9 Oct 20

Transport & Environment: “Stop subsidising company cars”

Subsidies for company cars are costing European taxpayers €32 billion every year, a new study commissioned by Transport & Environment (T&E) shows, and almost all of it is spent on polluting petrol and diesel engines. T&E said governments should end the VAT deductions and write-offs for fossil fuel vehicles and instead guide corporate fleets towards 100% emissions-free vehicles.

Let’s get the terminology out of the way first. T&E refers to “subsidies,” a term traditionally used to denote taxpayer money given to individuals or companies, whereas the practice the organisation is criticising is not one of giving money but one of not taking money. The subsidies T&E refers to are a combination of VAT deductions and depreciation write-offs and exclude other taxation like benefit-in-kind schemes.

However, T&E does have a point when it says these deductions and write-offs for company cars in the eight largest markets alone (see graph) cost European taxpayers €32 billion every year, an amount that dwarfs the €2 billion investment needed per year to deploy public charging infrastructure until 2030.

6 out of 10

These massive corporate fleet taxation benefits explain why almost 6 out of every 10 new cars sold in Europe today are registered through the corporate channel – a number that goes beyond and reaches up to 70% in countries like Germany and Poland.

On average, these vehicles drive 2.25 times further than private cars, causing them to contribute disproportionally to road transport pollution. Indeed, the 10 largest leasing companies alone cause 8% of EU car CO2 emissions.

EVs have lower TCO

T&E performed a TCO analysis and concludes that fully electric company cars are already the cheapest option to use today, both for large/premium and medium models.
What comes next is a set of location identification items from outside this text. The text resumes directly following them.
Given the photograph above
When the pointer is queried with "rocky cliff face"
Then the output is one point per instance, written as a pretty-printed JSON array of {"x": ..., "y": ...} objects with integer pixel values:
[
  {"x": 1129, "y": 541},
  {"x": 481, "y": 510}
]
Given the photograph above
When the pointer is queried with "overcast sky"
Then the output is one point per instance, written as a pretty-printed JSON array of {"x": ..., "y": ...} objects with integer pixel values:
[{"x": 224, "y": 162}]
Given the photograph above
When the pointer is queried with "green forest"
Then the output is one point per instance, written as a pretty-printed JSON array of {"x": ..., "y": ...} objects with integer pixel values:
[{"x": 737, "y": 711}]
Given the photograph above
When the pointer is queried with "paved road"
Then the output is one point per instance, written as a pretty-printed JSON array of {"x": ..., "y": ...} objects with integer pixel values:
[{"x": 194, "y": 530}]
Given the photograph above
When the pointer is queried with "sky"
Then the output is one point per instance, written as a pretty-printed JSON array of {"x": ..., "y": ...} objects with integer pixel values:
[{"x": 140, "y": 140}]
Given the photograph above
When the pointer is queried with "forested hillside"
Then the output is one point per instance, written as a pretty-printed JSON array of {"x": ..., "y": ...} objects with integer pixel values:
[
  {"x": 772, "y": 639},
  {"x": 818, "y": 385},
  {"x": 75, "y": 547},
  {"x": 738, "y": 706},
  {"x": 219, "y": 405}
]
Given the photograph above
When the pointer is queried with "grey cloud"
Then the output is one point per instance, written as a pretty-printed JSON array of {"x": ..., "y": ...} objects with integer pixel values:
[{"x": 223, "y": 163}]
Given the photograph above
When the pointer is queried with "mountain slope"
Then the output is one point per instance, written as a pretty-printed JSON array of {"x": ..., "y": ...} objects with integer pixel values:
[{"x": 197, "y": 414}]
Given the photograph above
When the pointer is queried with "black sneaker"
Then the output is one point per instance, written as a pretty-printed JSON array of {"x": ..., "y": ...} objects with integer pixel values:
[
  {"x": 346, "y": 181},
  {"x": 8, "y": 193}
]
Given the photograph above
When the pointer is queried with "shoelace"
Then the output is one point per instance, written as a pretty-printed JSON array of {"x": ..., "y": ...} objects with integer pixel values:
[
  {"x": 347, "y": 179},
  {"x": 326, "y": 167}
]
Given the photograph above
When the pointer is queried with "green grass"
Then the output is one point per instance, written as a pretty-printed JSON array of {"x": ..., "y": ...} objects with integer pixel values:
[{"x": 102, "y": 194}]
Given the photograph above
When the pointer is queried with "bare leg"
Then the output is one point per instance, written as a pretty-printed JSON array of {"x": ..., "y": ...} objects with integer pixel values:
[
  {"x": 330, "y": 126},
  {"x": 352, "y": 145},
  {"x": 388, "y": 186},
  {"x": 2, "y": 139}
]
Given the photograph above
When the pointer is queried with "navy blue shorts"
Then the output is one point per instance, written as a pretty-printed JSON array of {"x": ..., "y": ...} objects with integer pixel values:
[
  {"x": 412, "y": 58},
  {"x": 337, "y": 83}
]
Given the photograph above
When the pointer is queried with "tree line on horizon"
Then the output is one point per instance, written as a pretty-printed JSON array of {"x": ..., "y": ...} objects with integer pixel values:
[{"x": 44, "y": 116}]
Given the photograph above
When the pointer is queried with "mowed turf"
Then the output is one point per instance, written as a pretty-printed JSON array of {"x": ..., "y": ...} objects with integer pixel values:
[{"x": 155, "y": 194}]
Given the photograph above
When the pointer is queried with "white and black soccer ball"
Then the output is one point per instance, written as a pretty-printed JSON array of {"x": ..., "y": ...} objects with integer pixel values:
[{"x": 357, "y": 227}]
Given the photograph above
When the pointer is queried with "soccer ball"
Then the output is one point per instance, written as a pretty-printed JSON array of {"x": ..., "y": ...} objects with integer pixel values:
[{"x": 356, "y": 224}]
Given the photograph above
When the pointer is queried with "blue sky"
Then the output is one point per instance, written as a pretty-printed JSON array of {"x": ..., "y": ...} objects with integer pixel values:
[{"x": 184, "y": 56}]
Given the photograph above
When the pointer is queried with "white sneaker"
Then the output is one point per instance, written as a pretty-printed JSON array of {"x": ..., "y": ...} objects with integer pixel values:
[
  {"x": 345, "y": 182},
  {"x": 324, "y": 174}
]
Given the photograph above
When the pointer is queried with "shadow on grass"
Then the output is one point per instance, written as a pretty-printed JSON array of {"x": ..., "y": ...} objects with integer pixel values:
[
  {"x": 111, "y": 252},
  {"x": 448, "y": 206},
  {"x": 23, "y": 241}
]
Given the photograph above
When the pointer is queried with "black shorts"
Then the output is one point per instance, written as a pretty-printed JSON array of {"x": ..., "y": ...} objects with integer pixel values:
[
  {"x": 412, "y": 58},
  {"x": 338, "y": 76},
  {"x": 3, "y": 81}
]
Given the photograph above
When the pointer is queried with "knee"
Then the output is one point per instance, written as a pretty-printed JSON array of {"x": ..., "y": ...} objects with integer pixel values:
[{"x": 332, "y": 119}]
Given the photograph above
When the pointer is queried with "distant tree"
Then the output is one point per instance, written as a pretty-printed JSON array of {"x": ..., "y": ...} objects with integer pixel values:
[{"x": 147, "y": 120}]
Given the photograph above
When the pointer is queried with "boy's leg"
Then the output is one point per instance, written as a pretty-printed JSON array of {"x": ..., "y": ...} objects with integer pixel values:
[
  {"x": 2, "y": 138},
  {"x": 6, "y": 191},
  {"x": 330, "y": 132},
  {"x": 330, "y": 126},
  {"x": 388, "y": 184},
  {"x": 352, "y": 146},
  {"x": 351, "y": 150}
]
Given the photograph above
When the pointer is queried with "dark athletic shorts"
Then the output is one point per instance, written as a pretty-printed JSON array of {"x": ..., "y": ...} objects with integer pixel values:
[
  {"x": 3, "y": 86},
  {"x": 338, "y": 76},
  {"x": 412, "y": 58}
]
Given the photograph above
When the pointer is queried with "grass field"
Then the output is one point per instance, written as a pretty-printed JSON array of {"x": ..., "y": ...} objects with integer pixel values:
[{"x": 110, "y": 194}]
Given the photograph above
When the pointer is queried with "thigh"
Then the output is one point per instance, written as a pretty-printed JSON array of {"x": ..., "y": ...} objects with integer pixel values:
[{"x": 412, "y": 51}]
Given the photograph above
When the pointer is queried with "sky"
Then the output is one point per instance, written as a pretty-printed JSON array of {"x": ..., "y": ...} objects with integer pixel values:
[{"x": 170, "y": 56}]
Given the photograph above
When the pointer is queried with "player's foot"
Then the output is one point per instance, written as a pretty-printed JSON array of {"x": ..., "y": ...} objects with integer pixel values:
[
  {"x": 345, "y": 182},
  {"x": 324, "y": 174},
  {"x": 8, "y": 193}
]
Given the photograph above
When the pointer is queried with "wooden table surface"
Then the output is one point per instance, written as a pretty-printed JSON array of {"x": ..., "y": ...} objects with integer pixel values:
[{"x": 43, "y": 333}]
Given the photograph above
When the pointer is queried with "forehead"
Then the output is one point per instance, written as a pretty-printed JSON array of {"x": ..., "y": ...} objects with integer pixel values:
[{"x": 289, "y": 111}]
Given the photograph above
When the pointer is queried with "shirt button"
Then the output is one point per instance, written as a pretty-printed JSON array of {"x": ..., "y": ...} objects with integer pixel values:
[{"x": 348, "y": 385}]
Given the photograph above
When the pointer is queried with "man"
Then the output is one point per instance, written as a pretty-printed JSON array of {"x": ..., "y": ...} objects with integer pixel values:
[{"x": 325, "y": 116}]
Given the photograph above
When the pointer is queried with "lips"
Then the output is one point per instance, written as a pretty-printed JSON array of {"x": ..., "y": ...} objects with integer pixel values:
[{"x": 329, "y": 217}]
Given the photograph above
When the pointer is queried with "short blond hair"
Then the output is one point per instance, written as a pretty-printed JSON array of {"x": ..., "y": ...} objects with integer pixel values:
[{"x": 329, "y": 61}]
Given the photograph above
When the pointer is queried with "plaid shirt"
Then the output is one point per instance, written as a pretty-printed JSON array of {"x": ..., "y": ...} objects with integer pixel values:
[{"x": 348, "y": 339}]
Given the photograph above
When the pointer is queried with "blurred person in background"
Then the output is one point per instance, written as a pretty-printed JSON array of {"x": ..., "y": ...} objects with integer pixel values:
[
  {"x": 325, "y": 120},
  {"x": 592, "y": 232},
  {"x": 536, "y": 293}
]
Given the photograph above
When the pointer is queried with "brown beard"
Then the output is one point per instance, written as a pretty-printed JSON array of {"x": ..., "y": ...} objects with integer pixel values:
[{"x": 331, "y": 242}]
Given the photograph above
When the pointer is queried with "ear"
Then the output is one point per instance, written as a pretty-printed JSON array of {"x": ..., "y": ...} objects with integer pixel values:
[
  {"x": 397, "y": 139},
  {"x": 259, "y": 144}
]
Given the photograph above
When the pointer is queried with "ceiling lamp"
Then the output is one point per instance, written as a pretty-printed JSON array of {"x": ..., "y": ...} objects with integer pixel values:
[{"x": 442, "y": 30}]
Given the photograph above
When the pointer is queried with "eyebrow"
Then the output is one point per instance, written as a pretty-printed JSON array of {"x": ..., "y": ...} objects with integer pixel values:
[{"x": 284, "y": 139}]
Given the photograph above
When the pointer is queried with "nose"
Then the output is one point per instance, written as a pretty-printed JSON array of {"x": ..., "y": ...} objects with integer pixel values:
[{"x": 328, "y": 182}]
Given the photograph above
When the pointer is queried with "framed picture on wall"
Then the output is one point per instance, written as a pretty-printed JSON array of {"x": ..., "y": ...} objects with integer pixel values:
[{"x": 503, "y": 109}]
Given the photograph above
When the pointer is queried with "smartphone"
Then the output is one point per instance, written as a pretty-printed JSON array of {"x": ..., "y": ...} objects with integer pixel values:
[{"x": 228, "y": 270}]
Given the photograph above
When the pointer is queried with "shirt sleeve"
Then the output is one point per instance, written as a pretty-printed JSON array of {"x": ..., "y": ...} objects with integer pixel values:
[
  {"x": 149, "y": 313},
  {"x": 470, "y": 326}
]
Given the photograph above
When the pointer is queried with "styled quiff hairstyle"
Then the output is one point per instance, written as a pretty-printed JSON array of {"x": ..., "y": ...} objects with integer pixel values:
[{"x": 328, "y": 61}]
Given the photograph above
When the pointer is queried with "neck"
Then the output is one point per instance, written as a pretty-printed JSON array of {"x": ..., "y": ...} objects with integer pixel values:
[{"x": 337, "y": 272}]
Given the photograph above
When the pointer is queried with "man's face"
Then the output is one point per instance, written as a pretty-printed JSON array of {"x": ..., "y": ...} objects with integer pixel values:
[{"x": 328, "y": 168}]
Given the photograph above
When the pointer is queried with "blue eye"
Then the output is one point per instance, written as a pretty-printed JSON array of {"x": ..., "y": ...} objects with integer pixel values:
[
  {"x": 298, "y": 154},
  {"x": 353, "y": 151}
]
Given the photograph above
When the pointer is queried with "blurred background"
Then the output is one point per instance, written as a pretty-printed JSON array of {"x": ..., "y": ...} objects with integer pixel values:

For large company cars the all-electric option is 9% cheaper than the diesel option, which can bring over €4,300 in savings per vehicle in a four-year period of car usage.

Nevertheless, the latest data available on corporate fleet registrations show that EVs may have a growing marketshare but 96% of new company car registrations are still petrol and diesel vehicles.

T&E believes corporate fleet electrification will also have an impact on the private car market, as corporate vehicles enter the used car market quicker than private ones. Accelerating electrification of fleets means much faster and more affordable penetration of those cars into the wider European car stock.

Reforming policies

Reforming company car policies and taxation could be one of Europe’s most powerful policy instruments in the electric vehicle race worldwide. According to T&E, the low-hanging fruit is corporate fleets, as millions of high-mileage polluting vehicles can be targeted with only a few measures, which can reap huge climate benefits.

In particular, T&E believes the current Alternative Fuels Infrastructure Directive (AFID) should be revised and turned into a Zero Emission Infrastructure Regulartion (ZEIR) for a more harmonised and rapid implementation of charging infrastructure around three main pillars:

  1. Promoting the installation and use of charging points at company facilities
  2. Developing national plans for fast and ultra-fast charging infrastucture for the highways network
  3. Creating charging hubs in urban areas, mainly targeting zero-emissions fleets for passenger transport, last-mile delivery and carsharing services.

As carmakers are ramping up supply to meet strict EU emissions targets in 2020/2021 and beyond, more affordable electric cars are finally becoming available. Several large fleets have already unveiled plans for accelerated electrification. Companies have a role to play to lead the change but stronger government mandates would certainly help to get there faster.